We could be in a war there, I should say. There could be a regional war there by January 20th, when the next president is sworn in.View on YouTube
By the cutoff date in the prediction—January 20, 2025, when the next U.S. president was sworn in—there was no widely recognized regional war directly pitting Israel and Iran against each other in a sustained, large‑scale campaign.
What did exist before that date was:
- The Gaza war and parallel fronts with Hezbollah in Lebanon, Houthis in Yemen, and Iran‑aligned militias in Iraq and Syria, described collectively as a broader Middle Eastern crisis (2023–present), with multiple Iran‑backed groups attacking Israel and U.S. interests.(en.wikipedia.org)

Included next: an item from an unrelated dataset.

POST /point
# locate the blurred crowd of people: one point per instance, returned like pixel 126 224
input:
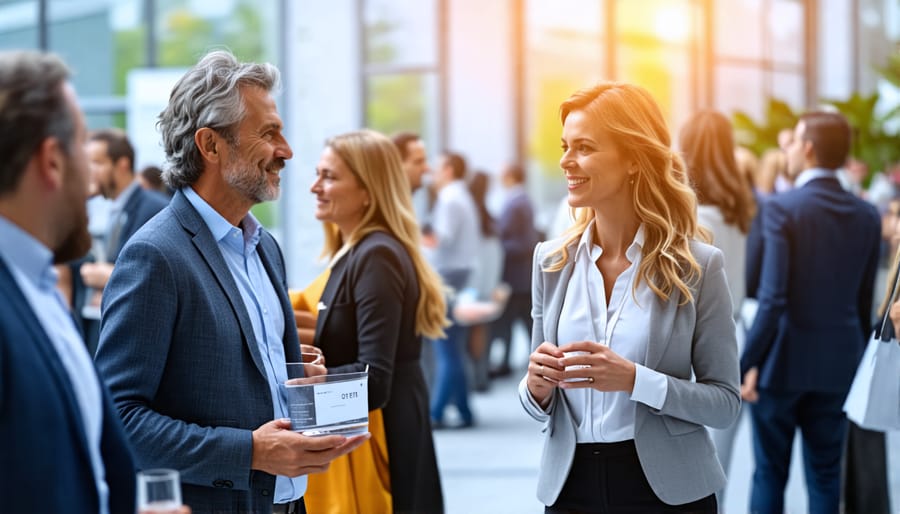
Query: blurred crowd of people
pixel 729 277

- A series of direct but limited exchanges between Israel and Iran in 2024 (Iran’s April 13–14 drone/missile barrage and Israel’s limited April 19 strike; Iran’s large missile salvo on October 1; Israel’s October 26 strikes on Iranian targets). These are grouped in sources as the “2024 Iran–Israel conflict” and explicitly characterized as a prelude to a later Iran–Israel war, not that war itself.(en.wikipedia.org)

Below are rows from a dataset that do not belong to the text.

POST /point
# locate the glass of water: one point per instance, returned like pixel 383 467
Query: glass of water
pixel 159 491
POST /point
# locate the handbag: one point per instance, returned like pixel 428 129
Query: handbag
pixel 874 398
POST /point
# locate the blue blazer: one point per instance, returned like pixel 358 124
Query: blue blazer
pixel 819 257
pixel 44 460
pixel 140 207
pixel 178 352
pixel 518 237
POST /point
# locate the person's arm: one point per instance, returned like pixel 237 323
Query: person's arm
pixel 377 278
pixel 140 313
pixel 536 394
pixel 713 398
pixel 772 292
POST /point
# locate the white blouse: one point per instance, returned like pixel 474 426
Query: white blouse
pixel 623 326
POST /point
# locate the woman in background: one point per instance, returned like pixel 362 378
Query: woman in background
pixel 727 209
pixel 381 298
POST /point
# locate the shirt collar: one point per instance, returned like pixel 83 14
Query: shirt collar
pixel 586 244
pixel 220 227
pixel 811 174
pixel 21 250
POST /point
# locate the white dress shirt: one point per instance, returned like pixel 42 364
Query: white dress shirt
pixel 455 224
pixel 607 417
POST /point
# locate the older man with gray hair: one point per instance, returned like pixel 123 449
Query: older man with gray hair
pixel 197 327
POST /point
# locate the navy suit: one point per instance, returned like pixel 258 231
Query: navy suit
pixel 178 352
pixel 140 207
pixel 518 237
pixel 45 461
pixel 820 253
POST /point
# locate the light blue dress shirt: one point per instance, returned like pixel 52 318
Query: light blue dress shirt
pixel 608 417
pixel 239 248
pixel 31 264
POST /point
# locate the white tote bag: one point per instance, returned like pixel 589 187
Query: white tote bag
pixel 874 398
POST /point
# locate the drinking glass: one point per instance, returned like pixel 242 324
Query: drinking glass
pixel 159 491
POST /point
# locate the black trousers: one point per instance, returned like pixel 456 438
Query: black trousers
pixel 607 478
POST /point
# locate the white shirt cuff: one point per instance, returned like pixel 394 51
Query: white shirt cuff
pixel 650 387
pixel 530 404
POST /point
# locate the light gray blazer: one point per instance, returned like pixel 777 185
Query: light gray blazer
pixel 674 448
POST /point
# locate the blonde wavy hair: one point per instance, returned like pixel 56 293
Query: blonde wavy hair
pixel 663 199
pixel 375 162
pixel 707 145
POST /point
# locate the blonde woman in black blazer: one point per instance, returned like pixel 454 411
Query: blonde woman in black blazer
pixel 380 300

- Diplomatic statements in mid‑ to late‑2024 warning about the risk of a full‑scale regional war in the Middle East, which by implication had not yet occurred.(theguardian.com)
- On January 19, 2025, just before inauguration, a ceasefire and hostage‑prisoner exchange between Israel and Hamas went into effect in Gaza, marking a pause rather than an expansion into a new, broader war.(en.wikipedia.org)
The kind of large, overt regional war involving both Israel and Iran directly, with multi‑country spillover—what most observers would call a true regional war—began later, with the Iran–Israel war of 2025, which started on June 13, 2025 after a massive surprise Israeli attack on Iranian territory, followed by extensive Iranian missile strikes and wider regional involvement.(en.wikipedia.org) This is several months after the January 20, 2025 deadline in the prediction.
Because the predicted regional war did not materialize by the specified date (even though something very similar did happen later in 2025), the prediction must be scored as wrong on timing, and thus wrong overall under a strict “by this date” standard.